Personel tarafından yönlendirildikten sonra vardığımız yer resepsiyon alanı gibi görünen bir yerdi. Birkaç pencere vardı ve test katılımcıları resepsiyonistlerle konuşuyordu.
......Burada düşündüğümden daha az şeytan var. Oldukça geniş olan resepsiyon alanı, içinde fazla insan olmadığı için ölü gibi görünüyordu. Sonra personel bize açıkladı.
"Şuradaki resepsiyon alanında, lütfen sınav için giriş bileti ile birlikte zorunlu belgeleri alın. İşiniz bittikten sonra lütfen yazılı sınavın yapılacağı üst kata çıkın. Sınavın ilk bölümü yazılı, ikinci bölümü ise uygulamalı olacaktır."
İlk önce yazılı sınav vardı. Bunun için çok çalıştım ama pratik testte çok puan almak istiyorum.
"Lütfen raporunuzu sınavın yazılı bölümü için odanın önünde duran sınav görevlilerine teslim edin."
Bu yüzden raporumu test odasının önündeki kişiye vermem gerekiyordu. Raporumu Grayfia-san'ın bana söylediği tema üzerine yazdım.... Şeytan harfleriyle yazmaya hala alışık değildim, bu yüzden diğer elimde bir sözlük tutarken çaresizce yazdım.
"O zaman kendimi affedeceğim. Umarım iyi olursunuz."
Personel bunu söyledikten sonra ayrıldı.
"Gidip doldurmanız gereken belgeleri getireceğim."
Bunu söyledikten sonra Ravel hızla uzaklaşır. Vay canına, bu kız gerçekten düşünceli.
".....Sınava giren çok fazla kişi yok gibi görünüyor."
"Evet. Şu anki Yeraltı Dünyası'nda terfi sınavına girebilecek çok fazla şeytan yok. Yüksek Sınıf şeytanlar için olan terfi sınavı merkezine giren şeytan sayısı daha da az olabilir."
Kiba böyle cevap verdi. Evet, öyle. Şu anda Yeraltı Dünyası'nda herhangi bir Savaş olmadığından, yalnızca Şeytan'ın işleri için yapılan anlaşmadan muhteşem bir şey elde ederek veya Derecelendirme Oyununda mükemmel performans göstererek terfi alabilirsiniz. İlk seçenekle terfi almak çok zor olsa da, Derecelendirme Oyunları aracılığıyla terfi testi almak ana yol haline geldi. Öyle olsa bile, biz özel vakalarmışız gibi görünüyor.

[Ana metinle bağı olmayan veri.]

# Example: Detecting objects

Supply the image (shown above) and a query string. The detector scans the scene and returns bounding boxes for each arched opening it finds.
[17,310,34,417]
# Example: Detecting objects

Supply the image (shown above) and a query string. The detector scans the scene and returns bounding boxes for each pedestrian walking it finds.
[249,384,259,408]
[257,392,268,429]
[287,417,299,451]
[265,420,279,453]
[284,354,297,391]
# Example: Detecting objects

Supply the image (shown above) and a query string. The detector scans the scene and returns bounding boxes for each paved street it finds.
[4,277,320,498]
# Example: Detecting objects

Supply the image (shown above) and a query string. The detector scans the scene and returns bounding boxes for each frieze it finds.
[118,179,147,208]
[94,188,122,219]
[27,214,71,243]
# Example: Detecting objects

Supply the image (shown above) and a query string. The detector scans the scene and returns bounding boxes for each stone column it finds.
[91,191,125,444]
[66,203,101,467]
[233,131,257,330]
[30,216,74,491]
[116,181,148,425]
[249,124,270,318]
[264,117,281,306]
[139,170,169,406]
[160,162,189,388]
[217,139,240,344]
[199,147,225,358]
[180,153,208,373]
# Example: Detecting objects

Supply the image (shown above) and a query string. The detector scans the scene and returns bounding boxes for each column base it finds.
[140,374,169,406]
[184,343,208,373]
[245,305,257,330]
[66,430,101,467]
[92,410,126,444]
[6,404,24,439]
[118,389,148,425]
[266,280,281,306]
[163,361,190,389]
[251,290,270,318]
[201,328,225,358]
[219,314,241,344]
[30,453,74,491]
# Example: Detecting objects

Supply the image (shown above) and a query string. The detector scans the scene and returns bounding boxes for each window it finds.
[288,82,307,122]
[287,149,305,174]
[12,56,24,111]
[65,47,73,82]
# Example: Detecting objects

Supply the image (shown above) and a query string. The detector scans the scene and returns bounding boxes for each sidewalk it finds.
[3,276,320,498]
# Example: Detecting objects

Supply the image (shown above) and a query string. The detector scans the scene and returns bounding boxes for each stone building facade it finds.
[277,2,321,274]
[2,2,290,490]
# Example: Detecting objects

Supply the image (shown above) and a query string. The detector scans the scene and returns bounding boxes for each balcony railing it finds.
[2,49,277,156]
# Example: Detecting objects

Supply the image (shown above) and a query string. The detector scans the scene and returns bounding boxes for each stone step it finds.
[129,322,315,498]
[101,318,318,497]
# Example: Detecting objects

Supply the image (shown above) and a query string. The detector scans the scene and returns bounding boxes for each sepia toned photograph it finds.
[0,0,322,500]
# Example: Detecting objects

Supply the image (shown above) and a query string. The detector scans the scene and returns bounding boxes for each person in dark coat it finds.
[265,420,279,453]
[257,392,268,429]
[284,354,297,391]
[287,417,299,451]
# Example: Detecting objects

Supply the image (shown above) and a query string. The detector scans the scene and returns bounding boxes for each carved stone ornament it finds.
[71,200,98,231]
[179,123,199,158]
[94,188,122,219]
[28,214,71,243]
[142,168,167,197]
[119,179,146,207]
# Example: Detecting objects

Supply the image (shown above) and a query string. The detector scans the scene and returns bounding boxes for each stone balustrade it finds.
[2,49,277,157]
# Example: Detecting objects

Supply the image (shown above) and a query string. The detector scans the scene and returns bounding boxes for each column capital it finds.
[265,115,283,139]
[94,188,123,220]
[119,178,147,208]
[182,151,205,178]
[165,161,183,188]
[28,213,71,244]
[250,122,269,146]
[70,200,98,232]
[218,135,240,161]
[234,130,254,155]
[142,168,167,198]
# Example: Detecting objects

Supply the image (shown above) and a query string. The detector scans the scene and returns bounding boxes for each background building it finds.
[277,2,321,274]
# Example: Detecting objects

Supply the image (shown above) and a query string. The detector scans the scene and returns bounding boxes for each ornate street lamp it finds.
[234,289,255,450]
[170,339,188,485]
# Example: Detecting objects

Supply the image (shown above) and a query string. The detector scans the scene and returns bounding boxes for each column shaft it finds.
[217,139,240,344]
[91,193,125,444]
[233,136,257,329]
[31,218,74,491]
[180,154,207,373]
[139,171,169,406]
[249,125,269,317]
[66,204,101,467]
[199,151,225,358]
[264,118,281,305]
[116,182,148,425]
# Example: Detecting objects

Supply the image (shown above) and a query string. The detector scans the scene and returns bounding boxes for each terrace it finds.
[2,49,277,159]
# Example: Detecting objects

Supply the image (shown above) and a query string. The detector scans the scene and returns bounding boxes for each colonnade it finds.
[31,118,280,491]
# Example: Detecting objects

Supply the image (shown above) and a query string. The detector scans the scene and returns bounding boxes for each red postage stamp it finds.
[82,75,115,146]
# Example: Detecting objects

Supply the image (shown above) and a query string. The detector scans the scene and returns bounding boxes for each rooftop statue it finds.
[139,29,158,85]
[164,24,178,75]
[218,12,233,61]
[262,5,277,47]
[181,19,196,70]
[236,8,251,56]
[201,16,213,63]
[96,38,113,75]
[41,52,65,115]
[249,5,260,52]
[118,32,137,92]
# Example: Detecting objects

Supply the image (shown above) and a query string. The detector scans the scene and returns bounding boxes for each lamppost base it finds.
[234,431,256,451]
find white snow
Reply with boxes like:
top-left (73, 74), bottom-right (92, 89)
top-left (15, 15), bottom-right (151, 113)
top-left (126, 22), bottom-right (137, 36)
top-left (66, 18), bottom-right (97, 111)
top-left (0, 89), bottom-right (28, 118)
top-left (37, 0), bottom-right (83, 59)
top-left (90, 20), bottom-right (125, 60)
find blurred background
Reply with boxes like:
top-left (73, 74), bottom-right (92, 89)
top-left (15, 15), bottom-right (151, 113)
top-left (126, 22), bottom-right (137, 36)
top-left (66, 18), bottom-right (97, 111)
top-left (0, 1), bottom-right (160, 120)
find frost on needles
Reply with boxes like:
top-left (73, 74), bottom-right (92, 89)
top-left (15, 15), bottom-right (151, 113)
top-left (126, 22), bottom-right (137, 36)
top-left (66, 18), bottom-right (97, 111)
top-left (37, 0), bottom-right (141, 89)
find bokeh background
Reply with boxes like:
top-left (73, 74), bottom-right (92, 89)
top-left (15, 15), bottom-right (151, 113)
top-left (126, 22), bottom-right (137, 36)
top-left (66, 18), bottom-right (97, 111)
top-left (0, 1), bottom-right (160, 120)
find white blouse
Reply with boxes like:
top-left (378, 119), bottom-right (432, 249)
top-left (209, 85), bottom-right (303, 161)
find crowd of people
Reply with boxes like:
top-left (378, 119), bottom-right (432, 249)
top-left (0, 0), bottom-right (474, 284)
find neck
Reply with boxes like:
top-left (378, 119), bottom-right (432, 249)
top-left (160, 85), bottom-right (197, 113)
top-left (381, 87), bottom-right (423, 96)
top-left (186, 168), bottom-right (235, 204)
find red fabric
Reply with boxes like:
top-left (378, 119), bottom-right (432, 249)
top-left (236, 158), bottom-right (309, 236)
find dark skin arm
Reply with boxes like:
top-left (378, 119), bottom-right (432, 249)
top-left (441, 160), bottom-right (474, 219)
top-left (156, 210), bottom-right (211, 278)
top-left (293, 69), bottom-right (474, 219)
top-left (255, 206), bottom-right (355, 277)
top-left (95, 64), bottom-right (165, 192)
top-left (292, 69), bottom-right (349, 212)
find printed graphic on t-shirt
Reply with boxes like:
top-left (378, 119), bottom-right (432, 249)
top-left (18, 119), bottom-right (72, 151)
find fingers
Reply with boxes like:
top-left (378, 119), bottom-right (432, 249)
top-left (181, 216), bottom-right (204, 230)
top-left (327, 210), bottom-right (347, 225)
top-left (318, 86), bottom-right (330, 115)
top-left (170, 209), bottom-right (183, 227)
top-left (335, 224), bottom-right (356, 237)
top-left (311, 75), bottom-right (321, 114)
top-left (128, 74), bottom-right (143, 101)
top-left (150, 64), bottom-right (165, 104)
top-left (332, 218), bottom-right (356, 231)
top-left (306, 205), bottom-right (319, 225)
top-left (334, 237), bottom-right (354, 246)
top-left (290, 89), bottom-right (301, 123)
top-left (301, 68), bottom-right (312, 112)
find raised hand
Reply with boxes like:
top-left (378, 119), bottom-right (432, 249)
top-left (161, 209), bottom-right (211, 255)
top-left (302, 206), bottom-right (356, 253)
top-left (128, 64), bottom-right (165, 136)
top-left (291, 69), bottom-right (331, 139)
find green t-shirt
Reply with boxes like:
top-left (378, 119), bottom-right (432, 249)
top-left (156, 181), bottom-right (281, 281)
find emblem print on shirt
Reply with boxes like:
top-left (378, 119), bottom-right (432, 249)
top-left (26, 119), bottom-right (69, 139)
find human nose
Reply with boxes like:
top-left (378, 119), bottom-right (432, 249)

"Ise-kun. Sınavdan önce sana söylemek istediğim bir şey var."
Kiba yanımda durdu ve ciddi bir ifade takındı.
"......Ne oldu?"
"Sizinle tanıştığıma memnun oldum."
......
.......Burada, ne söylemek üzere olduğunu merak ediyordum.....
"....... Ürkütücü şeyler söyleme konusunda gerçekten doğuştan yeteneklisin."
Bunu iğrenmiş bir yüz ifadesiyle söylediğimde Kiba güldü.
"Hahaha. Ama sen burada olmasaydın, muhtemelen asla terfi sınavına giremezdim."
"Emin misin? Sen yeterince güçlüsün. Er ya da geç terfi alacaktın."
"Hayır. Buradayım çünkü senin hayatını nasıl yaşadığına ve savaşlarına tanık oldum. Bana sahip olmadığım şeyleri gösterdin. Bunu bilmeseydim burada olmazdım."
Böyle bir şey miydi? Ben de ondan çok etkilenmiştim. Hedeflediğim, yakınımda olan biri olduğu için daha çok çalıştığım zamanlar çok oldu. Yanağımı kaşırken iç çektim.
"Pek emin değilim. Yakışıklı erkeklerin ne düşündüğünü anlamam mümkün değil. Ama..... hadi testi birlikte geçelim. Madem Gremory takımının çocuklarıyız. Değil mi? Dachikou[2]."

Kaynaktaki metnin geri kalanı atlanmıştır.